本記事では、「協調性を養うための教育」において知っておいた方が良いと思うことを網羅しています。
本記事を書いているのは、グローバル人材教育のコンサルタント・講師です。
大きな誤解の解消から
まず始めに、最も重要なことを確認します。
「協調性を養う方法」は「協調性ある行動を取ること」ではありません。
協調性を養うための方法に対し誤解がある状態で、協調性ある行動を取ろうと意識すること&意識させることは、時に逆効果を生みます。まずは、この大きな誤解を解消することが大切です。以下記事で解説しています。
教育者が踏まえる大前提
次に、教育者(先生・講師)の立場にいる方が踏まえる前提を確認します。
- 教育者自身が協調性の必要性理解と協調性を養うための方法の理解が必要
- 多様性や協調性などを習得する前に主体性という土台が必要
1.教育者自身の協調性の必要性理解と養うための方法理解が必要
協調性の必要性と養う方法に未理解の場合、直接的に生徒や従業員に対して指導・育成することは難しいかもしれません。協調性を養う方法を、まずは教育者で試してみてはいかがでしょう。
教育者が協調性の必要性を深く理解していることと、高い協調性をもっていることが、協調性の教育に関わる最初の条件だと思われます。
2.主体性という土台が必須
文部科学省がESDで、教員・生徒が持続可能な社会実現のために必要と掲げる以下6つの視点に協調性の要素も当然含まれますが、それは「主体的な学び」から身につけると位置づけられています。
- 多様性(いろいろある)
- 相互性(関わりあっている)
- 有限性(限りがある)
- 公平性(一人一人大切に)
- 連携性(力合わせて)
- 責任制(責任を持って)
主体的な学びによって多様性など様々な要素を学ぶ、つまり、主体性は全てのベースであるということです。
「主体性・自己承認➡ビジョン➡多様性や協調性」という順番で教育を企画しましょう。
誤解と前提を確認したところで、以下、協調性の必要性理解と養い方についてです。
協調性の身に付け方
はじめに. 協調性の必要性理解
Step1. 自己理解
Step2. 自己承認
Step3. 協調性を養うための意識
はじめに. 協調性の必要性理解
協調性が大切な理由は、自分や周囲の人の能力が存分に発揮される環境に必要な要素だからです。

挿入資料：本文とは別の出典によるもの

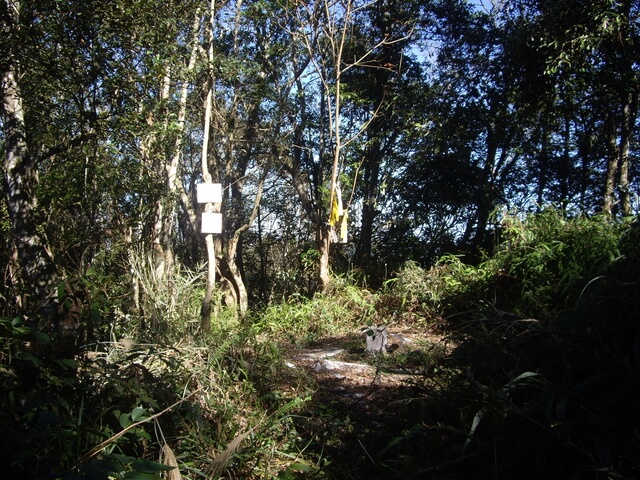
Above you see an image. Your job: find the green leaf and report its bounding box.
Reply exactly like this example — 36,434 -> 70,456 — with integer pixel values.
118,413 -> 133,428
131,407 -> 148,422
122,472 -> 157,480
287,462 -> 317,472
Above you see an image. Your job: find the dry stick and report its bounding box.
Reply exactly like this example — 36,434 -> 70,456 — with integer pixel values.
76,389 -> 201,467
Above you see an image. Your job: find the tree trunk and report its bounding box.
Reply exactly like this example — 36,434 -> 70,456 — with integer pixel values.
0,2 -> 55,311
602,114 -> 620,218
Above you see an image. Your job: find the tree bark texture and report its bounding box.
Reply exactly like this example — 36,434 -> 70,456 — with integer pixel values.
0,2 -> 55,310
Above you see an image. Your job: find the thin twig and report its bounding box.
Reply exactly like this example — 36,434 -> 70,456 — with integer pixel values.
76,389 -> 201,467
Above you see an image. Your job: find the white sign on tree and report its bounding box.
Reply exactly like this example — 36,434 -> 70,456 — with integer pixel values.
196,182 -> 222,235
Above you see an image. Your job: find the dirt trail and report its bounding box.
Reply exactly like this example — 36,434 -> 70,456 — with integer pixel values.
286,331 -> 442,480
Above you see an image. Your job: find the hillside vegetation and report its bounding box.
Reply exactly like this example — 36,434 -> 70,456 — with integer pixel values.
0,211 -> 640,480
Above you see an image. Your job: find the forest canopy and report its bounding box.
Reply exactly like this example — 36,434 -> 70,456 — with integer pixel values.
0,0 -> 640,314
0,0 -> 640,480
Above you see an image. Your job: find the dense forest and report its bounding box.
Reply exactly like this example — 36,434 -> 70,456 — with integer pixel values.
0,0 -> 640,480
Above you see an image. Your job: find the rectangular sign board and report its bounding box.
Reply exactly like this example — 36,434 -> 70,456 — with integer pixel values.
196,183 -> 222,203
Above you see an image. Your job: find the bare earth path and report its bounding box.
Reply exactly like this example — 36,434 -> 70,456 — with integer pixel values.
286,331 -> 444,480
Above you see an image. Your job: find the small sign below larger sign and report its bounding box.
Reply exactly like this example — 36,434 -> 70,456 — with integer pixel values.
196,183 -> 222,203
201,212 -> 222,234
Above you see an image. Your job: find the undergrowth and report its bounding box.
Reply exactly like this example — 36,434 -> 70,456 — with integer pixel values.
0,212 -> 640,480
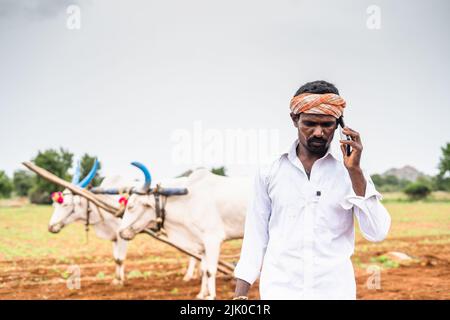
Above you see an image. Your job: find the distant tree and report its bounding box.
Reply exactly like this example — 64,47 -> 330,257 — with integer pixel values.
30,148 -> 73,204
211,167 -> 227,177
404,182 -> 431,200
0,171 -> 13,198
371,174 -> 410,192
436,143 -> 450,191
13,170 -> 35,197
80,153 -> 103,187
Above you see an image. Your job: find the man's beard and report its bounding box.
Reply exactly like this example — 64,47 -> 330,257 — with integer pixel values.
306,137 -> 327,154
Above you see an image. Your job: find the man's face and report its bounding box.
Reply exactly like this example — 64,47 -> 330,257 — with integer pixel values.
291,113 -> 337,154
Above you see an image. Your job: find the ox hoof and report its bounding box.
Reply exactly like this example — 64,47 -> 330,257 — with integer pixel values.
195,293 -> 205,300
112,279 -> 124,286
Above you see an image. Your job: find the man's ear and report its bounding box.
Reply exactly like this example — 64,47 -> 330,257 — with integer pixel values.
289,112 -> 300,128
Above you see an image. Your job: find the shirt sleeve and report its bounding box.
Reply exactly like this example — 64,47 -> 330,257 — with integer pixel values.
234,170 -> 271,284
342,171 -> 391,242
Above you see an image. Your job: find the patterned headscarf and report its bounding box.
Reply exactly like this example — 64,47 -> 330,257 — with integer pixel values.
291,93 -> 345,118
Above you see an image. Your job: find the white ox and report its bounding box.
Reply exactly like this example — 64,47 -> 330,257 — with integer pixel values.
48,162 -> 196,285
119,169 -> 251,299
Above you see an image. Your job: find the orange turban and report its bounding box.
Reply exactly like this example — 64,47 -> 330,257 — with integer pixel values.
291,93 -> 345,118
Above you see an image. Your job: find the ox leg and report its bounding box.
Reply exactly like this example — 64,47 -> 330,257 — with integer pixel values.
197,255 -> 208,299
183,257 -> 197,281
113,237 -> 127,285
197,238 -> 221,300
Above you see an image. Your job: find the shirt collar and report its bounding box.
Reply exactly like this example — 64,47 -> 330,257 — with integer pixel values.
287,139 -> 338,168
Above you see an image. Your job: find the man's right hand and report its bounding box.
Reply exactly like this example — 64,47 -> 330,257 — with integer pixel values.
234,278 -> 251,298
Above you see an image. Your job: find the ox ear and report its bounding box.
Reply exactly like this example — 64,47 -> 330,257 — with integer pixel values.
72,195 -> 81,206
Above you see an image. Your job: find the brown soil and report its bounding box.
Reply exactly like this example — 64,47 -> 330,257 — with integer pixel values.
0,237 -> 450,299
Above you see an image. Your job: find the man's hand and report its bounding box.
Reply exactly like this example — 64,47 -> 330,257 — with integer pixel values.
234,278 -> 250,298
339,127 -> 366,197
339,127 -> 363,170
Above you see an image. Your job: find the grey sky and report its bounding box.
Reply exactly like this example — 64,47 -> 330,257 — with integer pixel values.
0,0 -> 450,178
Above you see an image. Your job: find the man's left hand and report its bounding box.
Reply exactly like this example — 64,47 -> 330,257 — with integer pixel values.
339,127 -> 363,171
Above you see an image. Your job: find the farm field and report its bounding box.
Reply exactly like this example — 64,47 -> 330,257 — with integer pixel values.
0,195 -> 450,299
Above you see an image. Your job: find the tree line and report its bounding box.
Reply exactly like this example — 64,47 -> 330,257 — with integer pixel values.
0,148 -> 103,204
0,143 -> 450,204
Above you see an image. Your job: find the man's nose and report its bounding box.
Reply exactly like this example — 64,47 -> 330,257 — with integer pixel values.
313,126 -> 323,138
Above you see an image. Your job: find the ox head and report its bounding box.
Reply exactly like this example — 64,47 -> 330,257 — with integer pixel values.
48,159 -> 98,233
119,162 -> 156,240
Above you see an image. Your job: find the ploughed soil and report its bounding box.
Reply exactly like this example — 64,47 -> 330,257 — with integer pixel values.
0,236 -> 450,299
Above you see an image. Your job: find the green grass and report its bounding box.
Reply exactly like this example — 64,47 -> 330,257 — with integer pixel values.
0,200 -> 450,262
0,205 -> 156,263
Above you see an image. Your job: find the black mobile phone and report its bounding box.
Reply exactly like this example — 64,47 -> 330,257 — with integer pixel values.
338,117 -> 352,157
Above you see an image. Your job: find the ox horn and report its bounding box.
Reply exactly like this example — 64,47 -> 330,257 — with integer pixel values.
131,161 -> 152,192
72,161 -> 80,184
77,159 -> 98,188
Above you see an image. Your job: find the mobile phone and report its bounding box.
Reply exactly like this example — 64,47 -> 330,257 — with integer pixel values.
338,117 -> 352,157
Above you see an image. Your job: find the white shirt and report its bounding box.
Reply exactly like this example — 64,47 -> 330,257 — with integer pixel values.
234,140 -> 391,299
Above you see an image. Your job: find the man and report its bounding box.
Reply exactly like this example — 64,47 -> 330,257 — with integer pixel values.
235,81 -> 391,299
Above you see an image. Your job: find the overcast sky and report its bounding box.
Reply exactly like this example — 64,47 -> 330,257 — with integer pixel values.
0,0 -> 450,178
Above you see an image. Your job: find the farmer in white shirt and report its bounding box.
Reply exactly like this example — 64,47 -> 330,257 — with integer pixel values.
234,81 -> 391,299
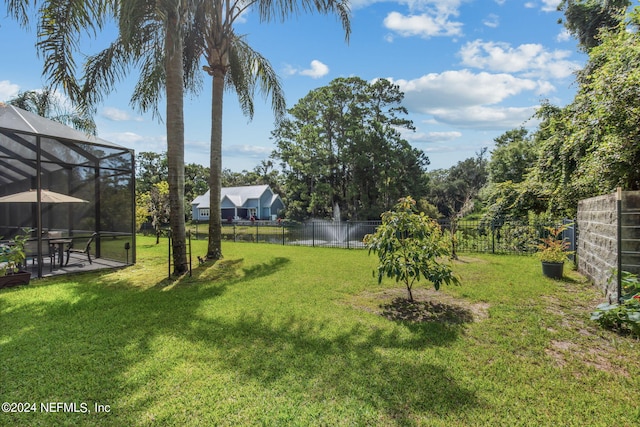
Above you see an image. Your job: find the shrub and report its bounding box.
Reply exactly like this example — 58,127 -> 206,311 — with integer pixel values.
591,271 -> 640,337
364,197 -> 460,301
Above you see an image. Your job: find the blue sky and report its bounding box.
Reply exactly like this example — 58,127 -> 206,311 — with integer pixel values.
0,0 -> 586,171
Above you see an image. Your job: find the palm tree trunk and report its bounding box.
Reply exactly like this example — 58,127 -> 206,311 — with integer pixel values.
165,11 -> 188,274
207,69 -> 224,259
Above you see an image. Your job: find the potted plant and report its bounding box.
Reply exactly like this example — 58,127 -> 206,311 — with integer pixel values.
0,230 -> 31,289
536,225 -> 572,279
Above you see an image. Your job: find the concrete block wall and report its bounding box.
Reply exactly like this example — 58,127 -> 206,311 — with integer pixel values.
577,191 -> 640,299
577,194 -> 618,297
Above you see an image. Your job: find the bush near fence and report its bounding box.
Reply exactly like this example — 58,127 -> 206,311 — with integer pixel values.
189,220 -> 572,254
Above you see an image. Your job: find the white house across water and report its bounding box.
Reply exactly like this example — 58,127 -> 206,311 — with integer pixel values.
191,185 -> 284,221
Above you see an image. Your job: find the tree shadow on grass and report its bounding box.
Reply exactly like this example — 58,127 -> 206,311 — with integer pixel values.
0,258 -> 477,425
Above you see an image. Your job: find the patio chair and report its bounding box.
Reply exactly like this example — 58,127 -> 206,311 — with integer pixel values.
64,233 -> 98,266
24,240 -> 55,271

そして、協調性によって築かれた環境の中で、多様な人々と良質なコミュニケーションを取り、相互理解とより良い価値創造へ繋げるためだと思います。
協調性は「身につけさせよう」とすれば逆効果
協調性を、いきなり誰かに身につけさせようとすれば、元々協調性に自信が無い人にとってはストレスです。
しかし、協調性がどのような意味をもち、自分や仲間の成果にどのように影響するのかを最初に理解すれば、協調性を身につけることに対して、人は前向きになりやすいです。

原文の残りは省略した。